Paving taktil hadir di Jepang lebih dari 50 tahun yang lalu untuk membantu mereka yang mengalami gangguan penglihatan. Taktil ini biasanya ditemukan di peron stasiun kereta api, trotoar dan di depan gedung publik serta biasanya berwarna kuning.
Baca juga: Kombinasi Teknologi Ponsel Pintar dan Kode QR Bantu Penyandang Tunanetra di Stasiun
Taktil ini hadir dua jenis kotak atau blok yakni dengan garis paralel panjang timbul untuk memudahkan pejalan tunanetra berjalan dengan aman dan terus mengikuti jalan itu. Kemudian blok dengan bentuk bulat timbul di sekelilingnya dan ini biasanya berada di pintu masuk, tepi platform, tangga dan dekat lampu lalu lintas.
“Berjalan di sepanjang paving taktil meyakinkan saya bahwa aman untuk berjalan di sana,” kata Toyoharu Yoshiizumi, anggota eksekutif Federasi Jepang untuk Tunanetra yang dikutip KabarPenumpang.com melansir scmp.com (1/9/2021).

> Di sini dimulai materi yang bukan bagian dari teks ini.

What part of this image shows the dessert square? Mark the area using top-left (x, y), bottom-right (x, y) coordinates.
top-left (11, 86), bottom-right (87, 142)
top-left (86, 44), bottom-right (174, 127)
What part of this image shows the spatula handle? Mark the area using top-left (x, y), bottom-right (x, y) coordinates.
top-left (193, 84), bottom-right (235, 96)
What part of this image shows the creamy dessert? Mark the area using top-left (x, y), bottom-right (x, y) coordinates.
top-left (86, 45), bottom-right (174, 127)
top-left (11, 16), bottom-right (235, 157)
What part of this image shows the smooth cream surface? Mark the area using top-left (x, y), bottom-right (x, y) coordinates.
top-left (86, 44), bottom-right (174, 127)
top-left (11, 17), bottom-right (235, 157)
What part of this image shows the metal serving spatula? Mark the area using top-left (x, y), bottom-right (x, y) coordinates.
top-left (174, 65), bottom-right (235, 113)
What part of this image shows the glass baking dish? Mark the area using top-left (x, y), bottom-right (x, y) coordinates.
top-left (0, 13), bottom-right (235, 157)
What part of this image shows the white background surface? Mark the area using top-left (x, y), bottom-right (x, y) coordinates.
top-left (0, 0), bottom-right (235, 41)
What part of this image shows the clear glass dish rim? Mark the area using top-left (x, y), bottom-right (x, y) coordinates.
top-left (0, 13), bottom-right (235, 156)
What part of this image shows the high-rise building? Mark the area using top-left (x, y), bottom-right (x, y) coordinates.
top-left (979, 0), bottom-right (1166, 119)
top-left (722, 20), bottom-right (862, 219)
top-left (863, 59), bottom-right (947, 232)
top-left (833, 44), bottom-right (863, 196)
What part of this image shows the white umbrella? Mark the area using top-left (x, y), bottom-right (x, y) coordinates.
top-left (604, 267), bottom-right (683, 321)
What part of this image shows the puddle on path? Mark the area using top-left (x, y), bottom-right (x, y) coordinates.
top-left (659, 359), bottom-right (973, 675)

Yoshiizumi, yang kehilangan penglihatannya pada usia 12, bepergian sekitar 40 menit setiap hari, dipandu oleh blok-blok tenji yang dinamai menurut kata Jepang untuk Braille.
“Jalan tidak pernah lurus dan sering melengkung atau memutar, dan berkat blok pemandu, saya merasa aman karena saya tahu saya berjalan di sepanjang jalan,” tambahnya.
Blok yang sekarang ada di mana-mana adalah gagasan penemu lokal Seiichi Miyake dari Okayama Jepang barat. Setelah menyaksikan orang buta dengan tongkat hampir tertabrak mobil di persimpangan, Miyake memutuskan untuk mengabdikan dirinya untuk menciptakan sesuatu untuk menjaga pejalan kaki tunanetra tetap aman.
Pada tahun 1967, blok-blok tenji pertama di Jepang disumbangkan untuk penyeberangan dekat sekolah tunanetra di Okayama. Kakak Miyake membantunya mengembangkan blok tenji dan kemudian mengatakan bahwa dia “tidak akan pernah melupakan momen emosional” ketika ubin pertama kali diuji oleh pejalan kaki.
Perlu tiga tahun lagi bagi ubin untuk mencapai distrik pertama di Tokyo, dan seiring waktu mereka tersebar secara global serta menjadi sangat terkenal sehingga ditampilkan sebagai Google Doodle animasi pada tahun 2019. Bahkan inovasi tersebut masih terus ada hingga hari ini.
Meskipun blok membantu menjaga pejalan kaki tetap aman dan berada di jalurnya, blok tersebut tidak memberikan lebih banyak informasi, termasuk arah yang dituju seseorang. Tetapi sebuah aplikasi yang diluncurkan tahun ini bertujuan untuk mengatasinya, dengan kode QR yang ditempelkan ke blok di beberapa stasiun Tokyo, yang dapat dipindai pejalan kaki untuk informasi lisan termasuk arah dan jarak ke tujuan mereka.
“Banyak informasi berasal dari penglihatan tetapi orang dengan gangguan penglihatan tidak memiliki akses ke sana. Kami ingin melakukan sesuatu dengan teknologi,” kata Yuichi Konishi, ketua LiNKX.
Dengan aplikasi ini, pengguna dapat memilih tujuan seperti pintu keluar tertentu, toilet dan gerbong kereta. Sejauh ini kode QR tersedia di sembilan stasiun metro Tokyo dan perusahaan berharap untuk melihat proyek ini berkembang. Namun ternyata blok Tenji saja tidak selalu cukup untuk membuat orang tetap aman.
Baca juga: Kereta di Jepang Gunakan Kecerdasan Buatan Guna Bantu Penumpang Disabilitas
Tahun lalu, seorang pria tunanetra jatuh ke rel kereta api di Stasiun Tokyo dan ditabrak kereta meskipun ada blok di peron. Tak hanya itu peron di stasiun juga dilengkapi pintu dan terbuka ketika kereta tiba. Langkah keamanan lainnya, di Tokyo termasuk suara penyeberangan pejalan kaki yang memberi tahu orang-orang kapan harus menyeberang, dan rekaman yang mengumumkan awal atau akhir eskalator. Yoshiizumi mengatakan mereka yang tunanetra membutuhkan infrastruktur tetapi juga dukungan dari orang lain.